MLflow 3.0 generative AI workflow (Beta)
This feature is in Beta.
Example notebook
The example notebook creates an agent, logs it to MLflow, and evaluates its performance. The notebook installs the databricks-langchain
, databricks-agents
, uv
, and langgraph==0.3.4
libraries. This notebook is an adaption of the LangGraph tool-calling agent notebook. For additional example notebooks and more details on how to create agents, see Author AI agents in code.
MLflow 3.0 build and evaluate a generative AI agent notebook
Explore agent performance using the MLflow UI
The notebook code runs an initial test, querying the chain to make sure that it performs well enough for further testing. Traces from this test are available in the MLflow UI on the model details page, on the Traces tab.
The evaluation run in the example notebook produces two MLflow runs, one MLflow LoggedModel
, and traces from the interactive query and evaluation. All of the evaluation metrics for the agent are displayed on the model details page of the MLflow experiment.
The model ID and model parameters and metrics are also displayed on the Unity Catalog model version page.
You can now use Mosaic AI Model Serving to serve this model to a live endpoint that can be embedded into any application. Traces from online invocations of the serving endpoint are also recorded in the Traces tab of the Unity Catalog model version, along with any offline traces from the development phase. See Deploy an agent for generative AI applications.
MLflow tracing and feedback with tool-calling agents
This short tutorial demonstrates how MLflow can capture detailed traces of a LangChain tool-calling agent as it solves mathematical problems. It illustrates the ability of MLflow to trace agent execution and store feedback about the agent's response. Feedback, which is logged using the log_feedback
API, is very helpful for measuring and improving the quality of an agent.
MLflow 3.0 tracing and feedback with a tool-calling agent notebook
More information
See the following pages for additional information:
What's the difference between the Models tab on the MLflow experiment page and the model version page in Catalog Explorer?
The Models tab of the experiment page and the model version page in Catalog Explorer show similar information about the model. The two views have different roles in the model development and deployment lifecycle.
- The Models tab of the experiment page presents the results of logged models from an experiment on a single page. The Charts tab on this page provides visualizations to help you compare models and select the model versions to register to Unity Catalog for possible deployment.
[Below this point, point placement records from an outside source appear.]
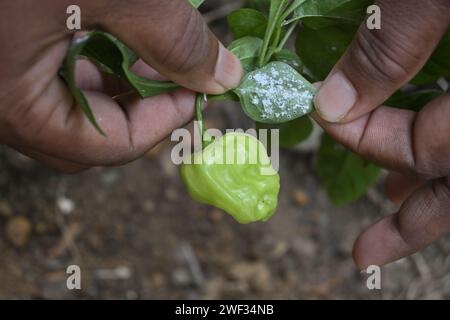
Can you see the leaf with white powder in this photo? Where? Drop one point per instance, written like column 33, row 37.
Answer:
column 276, row 93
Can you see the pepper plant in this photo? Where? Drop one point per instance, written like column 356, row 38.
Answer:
column 276, row 91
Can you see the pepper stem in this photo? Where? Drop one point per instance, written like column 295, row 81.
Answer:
column 199, row 114
column 205, row 138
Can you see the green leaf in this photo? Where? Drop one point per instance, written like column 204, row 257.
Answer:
column 438, row 65
column 288, row 57
column 247, row 50
column 275, row 93
column 319, row 50
column 260, row 5
column 113, row 57
column 344, row 175
column 247, row 23
column 196, row 3
column 414, row 100
column 318, row 14
column 292, row 132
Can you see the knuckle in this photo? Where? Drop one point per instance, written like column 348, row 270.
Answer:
column 381, row 57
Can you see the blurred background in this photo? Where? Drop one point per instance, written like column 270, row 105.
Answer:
column 136, row 234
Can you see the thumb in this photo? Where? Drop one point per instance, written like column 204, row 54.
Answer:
column 172, row 37
column 379, row 62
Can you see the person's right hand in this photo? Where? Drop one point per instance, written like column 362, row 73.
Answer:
column 416, row 145
column 38, row 115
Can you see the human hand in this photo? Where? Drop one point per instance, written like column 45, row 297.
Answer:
column 416, row 146
column 39, row 117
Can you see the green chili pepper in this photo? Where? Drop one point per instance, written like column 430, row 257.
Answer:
column 234, row 173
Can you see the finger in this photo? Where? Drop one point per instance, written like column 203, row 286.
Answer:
column 60, row 129
column 379, row 62
column 399, row 187
column 52, row 162
column 422, row 219
column 401, row 140
column 172, row 37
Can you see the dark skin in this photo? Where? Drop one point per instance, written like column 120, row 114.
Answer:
column 40, row 119
column 415, row 146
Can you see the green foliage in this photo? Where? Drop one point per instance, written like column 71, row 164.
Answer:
column 113, row 57
column 275, row 91
column 318, row 14
column 247, row 50
column 344, row 175
column 247, row 23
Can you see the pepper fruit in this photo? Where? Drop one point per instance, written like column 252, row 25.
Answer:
column 247, row 187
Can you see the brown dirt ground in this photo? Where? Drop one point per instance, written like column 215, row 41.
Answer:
column 137, row 235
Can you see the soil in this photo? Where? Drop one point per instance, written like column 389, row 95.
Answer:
column 136, row 234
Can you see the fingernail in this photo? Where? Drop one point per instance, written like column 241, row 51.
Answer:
column 335, row 98
column 228, row 71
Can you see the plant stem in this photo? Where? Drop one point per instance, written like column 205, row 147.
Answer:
column 271, row 27
column 199, row 114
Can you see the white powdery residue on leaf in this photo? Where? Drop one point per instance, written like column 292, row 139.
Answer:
column 279, row 93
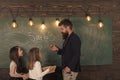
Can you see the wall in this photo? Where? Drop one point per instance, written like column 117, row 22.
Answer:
column 109, row 8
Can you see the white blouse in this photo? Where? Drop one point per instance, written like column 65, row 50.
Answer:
column 36, row 73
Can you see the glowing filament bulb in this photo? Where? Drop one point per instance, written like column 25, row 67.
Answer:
column 100, row 24
column 57, row 22
column 31, row 23
column 43, row 26
column 14, row 24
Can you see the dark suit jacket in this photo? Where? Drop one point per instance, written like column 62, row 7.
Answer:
column 71, row 52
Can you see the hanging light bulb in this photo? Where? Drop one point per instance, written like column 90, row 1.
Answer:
column 88, row 17
column 14, row 24
column 57, row 21
column 100, row 23
column 43, row 26
column 30, row 22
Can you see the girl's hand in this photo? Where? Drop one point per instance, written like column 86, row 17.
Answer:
column 54, row 48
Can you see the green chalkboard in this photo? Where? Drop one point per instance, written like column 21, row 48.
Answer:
column 96, row 46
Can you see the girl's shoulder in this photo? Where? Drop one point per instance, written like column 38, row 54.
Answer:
column 12, row 63
column 37, row 63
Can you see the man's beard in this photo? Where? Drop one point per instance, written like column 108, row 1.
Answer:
column 64, row 35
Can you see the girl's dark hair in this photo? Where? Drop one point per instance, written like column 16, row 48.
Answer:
column 33, row 56
column 66, row 23
column 15, row 57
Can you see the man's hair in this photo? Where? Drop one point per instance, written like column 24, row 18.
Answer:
column 66, row 23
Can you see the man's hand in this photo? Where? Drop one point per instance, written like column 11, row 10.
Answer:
column 54, row 48
column 67, row 69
- In Catalog Explorer, the model version page provides an overview of all model performance and evaluation results. This page shows model parameters, metrics, and traces across all linked environments including different workspaces, endpoints, and experiments. This is useful for monitoring and deployment, and works especially well with deployment jobs. The evaluation task in a deployment job creates additional metrics that appear on this page. The approver for the job can then review this page to assess whether to approve the model version for deployment.